Statements made in this Form 8-K, which are not historical facts, including statements about the Company's plans, strategies, focus, beliefs and expectations, are forward-looking. Forward-looking statements speak only as of the date they are made and, except for the Company's ongoing obligations under the U.S. federal securities laws, the Company undertakes no obligation to publicly update any forward-looking statement, whether to reflect actual results of operations; changes in financial condition; changes in general U.S. or international economic, industry or cosmetics category conditions; changes in estimates, expectations or assumptions; or other circumstances, conditions, developments or events arising after the filing of this Form 8-K. Such forward-looking statements include, without limitation, the Company's beliefs, expectations, focus and/or plans regarding future events, including the Company's plans to consummate the Acquisition and the related financing transactions, as well as the terms and conditions of such transactions, and as to the timing thereof.
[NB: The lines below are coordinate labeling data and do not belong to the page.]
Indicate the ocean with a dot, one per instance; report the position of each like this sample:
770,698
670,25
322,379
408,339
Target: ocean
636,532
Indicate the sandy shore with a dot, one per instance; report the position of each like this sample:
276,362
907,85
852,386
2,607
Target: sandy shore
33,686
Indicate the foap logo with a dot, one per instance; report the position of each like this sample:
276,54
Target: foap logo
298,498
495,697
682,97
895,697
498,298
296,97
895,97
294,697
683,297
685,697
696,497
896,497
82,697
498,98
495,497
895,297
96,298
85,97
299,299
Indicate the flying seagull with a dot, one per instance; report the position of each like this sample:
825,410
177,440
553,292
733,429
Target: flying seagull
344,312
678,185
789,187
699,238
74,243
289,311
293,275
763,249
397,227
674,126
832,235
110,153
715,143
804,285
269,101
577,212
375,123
Actual results may differ materially from such forward-looking statements for a number of reasons, including those set forth in the Company's filings with the SEC, including the Company's Annual Reports on Form 10-K, Quarterly Reports on Form 10-Q and Current Reports on Form 8-K filed with the SEC during 2013 (which may be viewed on the SEC's website at http://www.sec.gov or on Revlon, Inc.'s website at http://www.revloninc.com), as well as reasons including difficulties, delays, unexpected costs or the Company's inability to consummate, in whole or in part, the Acquisition or the related financing transactions or the unavailability of funds under the New Credit Facilities and/or alternative financing transactions. Factors other than those referred to above could also cause the Company's results to differ materially from expected results. Additionally, the business and financial materials and any other statement or disclosure on, or made available through, the Company's websites or other websites referenced herein shall not be incorporated by reference into this Form 8-K.